“No. There can’t be many as nice. There’s one in Chicago that—well, we won’t say it is better, because we ought to be loyal to our own city, but it’s by way of peachiness,” said the young man, and his smile was as gay and bright as Cis’s own, and it revealed two dimples to her one.
“I don’t have to be loyal to Beaconhite,” said Cis. “I’m a stranger, staying in this hotel, but I don’t mind sticking up for its bootblack.”
“I fancy you’d be good at sticking up for anything that you felt belonged to you,” said the young man, and Cis suddenly perceived that he was not as young a man as she had at first thought him. His brilliant coloring, his grace and charm gave him the effect of greater youth than was his. Cis decided that he was well on in his twenties, if not just beyond them, and this somewhat checked her readiness to take him on in the capacity of good fellowship. Yet this was silly, she told herself; a good fellow was one at any age. What did it matter if this one were anywhere from five to ten years her senior?
“You aren’t a Beaconhitette then?” he went on. “That’s hard luck. Now I am. I wasn’t always; came here last year, in fact, but I’m living here, and may go on living here, till I cease living altogether. You’re a jolly girl; you ought to stay.”
His eyes were keen on Cis’s face, handsome eyes, softly blue, somewhat veiled by dark lashes, yet seeing eyes that could be keen as they now were, studying this singular girl who was so ready to talk, yet did not strike him as bold, but rather as maidenly. “Boyish sort, I think, but you never can be sure of them at first,” thought the man.

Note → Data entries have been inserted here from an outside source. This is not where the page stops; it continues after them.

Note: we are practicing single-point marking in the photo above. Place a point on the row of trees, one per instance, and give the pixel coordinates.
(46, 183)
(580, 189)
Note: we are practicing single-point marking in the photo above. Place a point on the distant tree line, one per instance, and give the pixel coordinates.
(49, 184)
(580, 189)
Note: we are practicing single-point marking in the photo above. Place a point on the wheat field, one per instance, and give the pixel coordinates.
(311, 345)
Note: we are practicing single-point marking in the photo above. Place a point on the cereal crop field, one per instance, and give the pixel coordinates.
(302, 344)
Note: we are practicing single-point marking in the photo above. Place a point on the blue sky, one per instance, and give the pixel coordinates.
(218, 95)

“I may stay on,” Cis was answering meanwhile. “I came to stay, if things worked out; got tired of the place where I’d always lived, and jumped off. I’ve a letter to Mr. Lucas, here, and he may have a position for me by Monday.”

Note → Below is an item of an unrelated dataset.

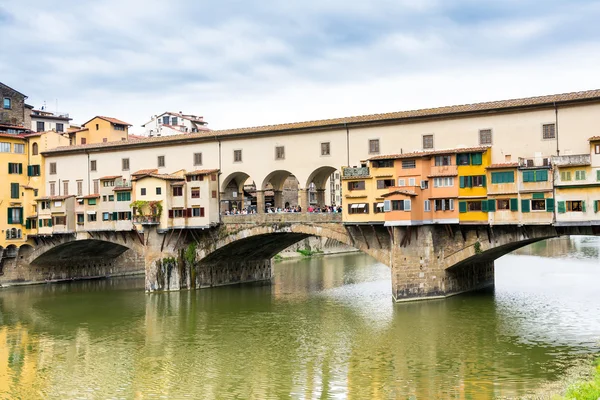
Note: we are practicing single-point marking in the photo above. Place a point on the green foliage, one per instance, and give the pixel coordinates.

“You’re one of the independent army, then?” asked the young man. “Well, you don’t look like a pampered, spoiled one! (This partly explains her”) he thought. “Do you mean Wilmer Lucas? Dear me! Your letter was addressed high up in the line of this town; Wilmer Lucas is the big man of Beaconhite!”

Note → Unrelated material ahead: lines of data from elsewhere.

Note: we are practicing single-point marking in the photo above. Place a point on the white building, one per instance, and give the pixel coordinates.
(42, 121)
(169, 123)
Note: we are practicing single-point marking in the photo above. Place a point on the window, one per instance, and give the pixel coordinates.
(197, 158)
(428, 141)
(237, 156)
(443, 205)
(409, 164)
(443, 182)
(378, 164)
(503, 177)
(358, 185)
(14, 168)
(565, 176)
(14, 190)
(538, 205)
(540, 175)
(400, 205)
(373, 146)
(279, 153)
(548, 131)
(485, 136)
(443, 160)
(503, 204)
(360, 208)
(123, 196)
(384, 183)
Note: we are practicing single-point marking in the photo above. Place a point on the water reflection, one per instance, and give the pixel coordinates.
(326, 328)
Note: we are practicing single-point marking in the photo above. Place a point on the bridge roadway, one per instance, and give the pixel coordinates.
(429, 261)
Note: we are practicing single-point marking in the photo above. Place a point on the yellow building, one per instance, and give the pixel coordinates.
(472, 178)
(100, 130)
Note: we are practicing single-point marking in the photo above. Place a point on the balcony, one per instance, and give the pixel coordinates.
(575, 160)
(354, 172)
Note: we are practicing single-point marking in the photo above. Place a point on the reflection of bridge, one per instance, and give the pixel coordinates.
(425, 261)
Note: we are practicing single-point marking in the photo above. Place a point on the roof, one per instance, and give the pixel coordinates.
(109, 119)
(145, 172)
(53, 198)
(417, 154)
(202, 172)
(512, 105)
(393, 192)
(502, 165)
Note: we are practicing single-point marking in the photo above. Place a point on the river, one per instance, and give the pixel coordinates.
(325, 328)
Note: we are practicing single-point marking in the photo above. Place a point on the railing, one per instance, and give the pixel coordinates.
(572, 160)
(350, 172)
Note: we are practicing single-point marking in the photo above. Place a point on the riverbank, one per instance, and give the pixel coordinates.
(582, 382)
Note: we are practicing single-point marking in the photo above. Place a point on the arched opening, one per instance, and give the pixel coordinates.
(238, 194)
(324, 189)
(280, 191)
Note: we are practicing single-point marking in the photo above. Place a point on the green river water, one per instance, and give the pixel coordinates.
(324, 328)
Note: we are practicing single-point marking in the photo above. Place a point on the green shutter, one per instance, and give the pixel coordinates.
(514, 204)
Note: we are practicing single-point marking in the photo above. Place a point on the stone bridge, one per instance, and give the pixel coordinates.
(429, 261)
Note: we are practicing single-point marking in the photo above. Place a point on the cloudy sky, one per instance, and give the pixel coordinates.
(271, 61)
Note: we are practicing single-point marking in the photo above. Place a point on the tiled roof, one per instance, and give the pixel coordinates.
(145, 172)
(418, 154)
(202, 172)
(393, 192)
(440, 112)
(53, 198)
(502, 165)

“That’s the way he struck me,” agreed Cis. “There’s a chair vacant for you.”
“Certainly not; you take it,” protested the young man.
“Not a bit of it! You were here first; I’m not one of the sort that wants to grab privilege, because I’m a girl. I’m in the world like a man, and I like give and take; straight play. Besides, I’m just killing time; I’ve nowhere to go, nothing to do till I get my position—if I do!” said Cis.